Na aprazível cidade de Maceió, ao lado do amigo de
longas e profícuas jornadas, Zeno Veloso, e sua mulher, Lilian, estávamos nos
preparando para conhecer o Museu de Arte Sacra Pierre Chalita, quando Zeno
lança questão inquietante:
“Simão, tu que és sabido em matéria de sucessões,
responde esta: sujeito faz um testamento, casado, com filhos, e deixa a
parte disponível para sua esposa. O testamento tinha apenas esse objetivo e
mais nada. Depois de alguns anos, o casamento naufraga e eles se divorciam. O
testador morre sem ter revogado o testamento. Pergunto: o ex-cônjuge recebe a
herança testada?”.
A questão é espinhosa e merece alguma reflexão.

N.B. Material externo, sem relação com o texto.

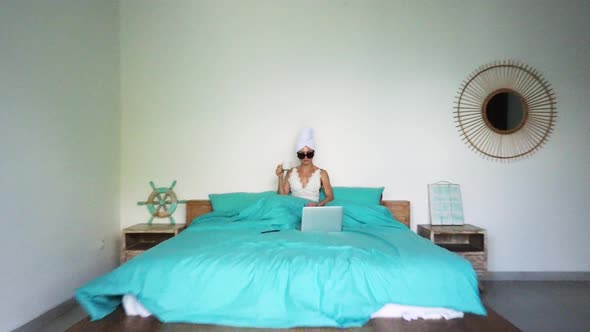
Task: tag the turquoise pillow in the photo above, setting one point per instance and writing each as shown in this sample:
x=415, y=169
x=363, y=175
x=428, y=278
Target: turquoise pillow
x=237, y=201
x=359, y=195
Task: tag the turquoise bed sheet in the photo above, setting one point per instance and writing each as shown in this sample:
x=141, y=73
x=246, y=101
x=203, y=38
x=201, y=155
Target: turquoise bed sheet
x=222, y=270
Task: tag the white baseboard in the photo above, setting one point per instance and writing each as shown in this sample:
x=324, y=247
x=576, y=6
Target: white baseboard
x=46, y=318
x=536, y=276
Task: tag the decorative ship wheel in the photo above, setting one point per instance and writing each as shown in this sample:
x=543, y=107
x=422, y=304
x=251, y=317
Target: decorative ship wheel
x=162, y=202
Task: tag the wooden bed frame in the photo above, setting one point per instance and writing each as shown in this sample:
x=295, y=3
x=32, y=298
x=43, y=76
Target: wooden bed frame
x=399, y=209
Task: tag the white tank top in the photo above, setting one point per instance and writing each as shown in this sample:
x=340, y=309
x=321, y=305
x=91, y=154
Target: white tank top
x=311, y=191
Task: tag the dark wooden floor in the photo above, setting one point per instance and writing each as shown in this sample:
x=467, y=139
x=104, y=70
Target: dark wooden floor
x=119, y=322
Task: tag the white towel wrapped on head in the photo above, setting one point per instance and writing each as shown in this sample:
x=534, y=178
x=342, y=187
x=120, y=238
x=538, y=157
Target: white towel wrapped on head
x=305, y=139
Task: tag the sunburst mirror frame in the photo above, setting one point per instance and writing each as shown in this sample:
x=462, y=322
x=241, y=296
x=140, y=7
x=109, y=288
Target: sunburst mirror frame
x=538, y=106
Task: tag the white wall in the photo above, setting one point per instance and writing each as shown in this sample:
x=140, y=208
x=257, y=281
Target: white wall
x=214, y=93
x=59, y=143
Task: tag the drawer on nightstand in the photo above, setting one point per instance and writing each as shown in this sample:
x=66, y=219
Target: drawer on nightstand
x=478, y=260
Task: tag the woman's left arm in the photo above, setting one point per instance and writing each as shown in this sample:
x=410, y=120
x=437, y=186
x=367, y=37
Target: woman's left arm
x=325, y=179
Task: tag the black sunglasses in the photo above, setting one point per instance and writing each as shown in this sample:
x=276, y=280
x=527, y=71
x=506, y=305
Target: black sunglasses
x=302, y=155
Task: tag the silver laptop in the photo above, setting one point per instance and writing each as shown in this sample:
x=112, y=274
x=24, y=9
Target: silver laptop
x=322, y=219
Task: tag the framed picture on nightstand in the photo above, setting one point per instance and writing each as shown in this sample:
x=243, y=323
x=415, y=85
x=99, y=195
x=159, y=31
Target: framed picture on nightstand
x=446, y=204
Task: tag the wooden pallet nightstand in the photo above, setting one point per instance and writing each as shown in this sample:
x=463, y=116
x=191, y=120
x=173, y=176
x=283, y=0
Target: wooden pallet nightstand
x=466, y=240
x=141, y=237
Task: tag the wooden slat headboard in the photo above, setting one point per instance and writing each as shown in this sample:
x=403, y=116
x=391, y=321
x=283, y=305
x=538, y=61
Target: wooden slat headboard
x=399, y=209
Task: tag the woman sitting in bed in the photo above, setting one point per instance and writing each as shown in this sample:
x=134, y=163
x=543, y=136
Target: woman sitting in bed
x=307, y=179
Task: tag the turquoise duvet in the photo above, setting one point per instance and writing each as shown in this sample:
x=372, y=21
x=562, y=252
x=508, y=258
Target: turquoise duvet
x=223, y=270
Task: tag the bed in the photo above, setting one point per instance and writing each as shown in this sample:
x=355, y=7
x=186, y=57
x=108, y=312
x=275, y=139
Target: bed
x=222, y=270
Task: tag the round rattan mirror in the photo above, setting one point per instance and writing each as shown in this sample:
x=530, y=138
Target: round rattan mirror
x=505, y=110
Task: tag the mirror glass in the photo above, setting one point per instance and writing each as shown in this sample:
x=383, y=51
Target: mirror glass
x=505, y=111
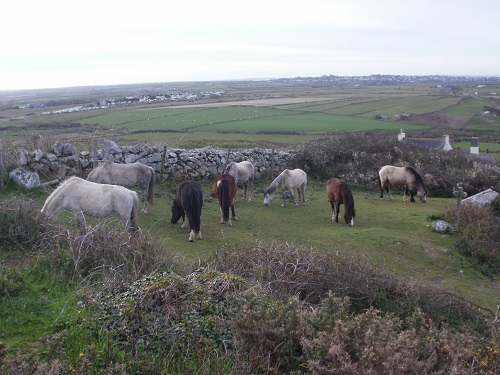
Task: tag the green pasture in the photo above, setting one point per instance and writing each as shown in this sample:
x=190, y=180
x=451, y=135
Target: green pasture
x=370, y=107
x=238, y=119
x=466, y=106
x=394, y=235
x=239, y=141
x=484, y=147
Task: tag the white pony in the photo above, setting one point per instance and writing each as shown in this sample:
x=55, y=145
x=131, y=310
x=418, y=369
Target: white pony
x=288, y=180
x=80, y=197
x=243, y=172
x=127, y=175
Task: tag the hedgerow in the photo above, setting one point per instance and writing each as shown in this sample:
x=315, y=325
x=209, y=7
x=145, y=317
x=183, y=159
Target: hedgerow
x=357, y=159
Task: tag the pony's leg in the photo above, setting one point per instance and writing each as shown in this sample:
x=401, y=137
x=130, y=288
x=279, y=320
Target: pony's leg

Efetivamente, o argumento pela manutenção da eficácia do testamento é forte. O
testador não revogou o testamento, não lhe retirou a eficácia, o que poderia
ter feito após o divórcio. Assim, o testador quereria ver a deixa produzir
todos os efeitos após a sua morte. Não é essa, em regra, a orientação adequada.
Para explicar a questão, precisamos partir de duas premissas.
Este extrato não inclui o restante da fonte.